Kisah Kepulangan Korban Tragedi Mina Hajah Culan

Saat pertama ditemukan jatuh, terang Muchtaruddin, Culan mengalami koma berat dengan gejala gagal organ-organ penting. Mulai gagal ginjal hingga infeksi saluran pernapasan. ”Namun, saat ini dia sudah stabil tanpa meninggalkan luka atau infeksi bekas perawatan,” ungkapnya.

Kesediaan pemerintah Saudi memulangkan Culan bermula saat Menteri Kesehatan Nila Moeloek dan Menteri Agama Lukman Hakim Saifuddin bertemu dengan Menteri Haji Arab Saudi Bandar bin Muhammad Hajjar. Pertemuan tersebut dilakukan untuk menandatangani MoU Haji 2016 pada 13 Maret lalu.

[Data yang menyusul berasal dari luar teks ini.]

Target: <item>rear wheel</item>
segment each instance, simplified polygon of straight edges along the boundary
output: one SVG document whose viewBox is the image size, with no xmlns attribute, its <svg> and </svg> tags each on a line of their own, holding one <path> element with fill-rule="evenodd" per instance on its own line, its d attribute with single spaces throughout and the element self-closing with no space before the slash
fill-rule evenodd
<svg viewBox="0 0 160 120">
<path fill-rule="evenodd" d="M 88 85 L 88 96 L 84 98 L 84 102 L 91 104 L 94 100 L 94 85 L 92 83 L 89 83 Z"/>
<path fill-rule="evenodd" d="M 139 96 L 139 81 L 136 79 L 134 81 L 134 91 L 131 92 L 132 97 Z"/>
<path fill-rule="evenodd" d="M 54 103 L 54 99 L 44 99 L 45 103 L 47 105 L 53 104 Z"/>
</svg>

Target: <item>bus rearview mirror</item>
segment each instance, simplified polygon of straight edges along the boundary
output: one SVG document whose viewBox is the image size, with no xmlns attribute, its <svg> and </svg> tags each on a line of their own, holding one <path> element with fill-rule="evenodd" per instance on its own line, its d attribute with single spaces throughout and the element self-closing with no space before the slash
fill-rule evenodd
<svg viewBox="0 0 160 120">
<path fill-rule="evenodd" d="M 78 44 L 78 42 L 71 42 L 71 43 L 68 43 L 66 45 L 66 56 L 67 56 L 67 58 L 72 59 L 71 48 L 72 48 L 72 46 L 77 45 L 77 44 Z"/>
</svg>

”Dalam kesempatan itu, Ibu Nila menyempatkan diri menemui korban tragedi Mina yang belum dipulangkan. Salah satunya Hajah Culan. Di sinilah dia menemukan informasi bahwa Ibu Culan itu bisa dipulangkan, namun tidak dengan cara biasa,” paparnya.

Untung, dalam kunjungan tersebut Nila bertemu dengan beberapa pejabat rumah sakit yang rupanya keturunan Indonesia. Salah satunya Nimat Nur Hasan Matasif yang menjabat health promotion manager di rumah sakit itu.

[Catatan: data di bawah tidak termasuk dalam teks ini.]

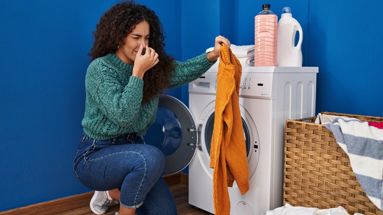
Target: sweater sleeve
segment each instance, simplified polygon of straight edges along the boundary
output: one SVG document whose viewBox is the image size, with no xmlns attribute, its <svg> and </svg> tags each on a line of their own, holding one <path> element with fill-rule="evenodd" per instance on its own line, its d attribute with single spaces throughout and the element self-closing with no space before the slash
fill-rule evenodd
<svg viewBox="0 0 383 215">
<path fill-rule="evenodd" d="M 171 74 L 170 88 L 182 86 L 198 79 L 212 67 L 217 60 L 207 59 L 207 53 L 186 60 L 175 62 L 175 71 Z"/>
<path fill-rule="evenodd" d="M 118 73 L 103 66 L 99 64 L 88 69 L 85 78 L 87 92 L 109 120 L 119 126 L 128 126 L 139 112 L 143 81 L 132 76 L 124 87 Z"/>
</svg>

Dari sanalah Nila mulai menghubungi secara personal keluarga untuk menanyakan kesediaan mereka Culan dipulangkan dengan bantuan ventilator. ”Setelah keluarga bersedia, pemerintah kedua negara mulai bekerja. Kemenlu bekerja secara diplomasi. Lalu, Ibu Nimat bekerja dari internal Arab Saudi,” ungkapnya.

Berselang lima minggu, rencana akhirnya siap dilaksanakan. Namun, pelaksanaannya sungguh tidak mudah. Pasien harus dijaga tetap stabil dalam pesawat. Di sinilah peran Nimat sebagai diaspora menjadi sangat penting. Perempuan berdarah Palembang itu secara personal mendampingi Culan dalam perjalanan tersebut.

Selama perjalanan itu, Nimat mengaku mempunyai dua senjata untuk menemani Culan. Pertama, pemutar MP3 yang berisi surah Ar-Rahman dan Yasin. ”Rekaman ini adalah rekaman surat yang dibacakan Syekh Abdul Basit Abdussamat. Tokoh yang bisa membaca lafal Alquran dengan sangat indah,” ungkap Nimat kepada Jawa Pos (induk Bandung Ekspres).

Senjata kedua adalah kalimat Indonesia. Saat ditanya, perempuan yang sudah bekerja di bidang kesehatan selama 33 tahun itu sebenarnya sangat malu dengan keterampilannya berbahasa Indonesia. Nimat merasa memang kurang berlatih berbahasa Indonesia sehingga terpatah-patah saat berbicara. Saat diwawancarai pun, dia lebih memilih berbahasa Inggris. Namun, untuk membuat Culan nyaman, dia pun berusaha sekuat tenaga berbicara bahasa Indonesia.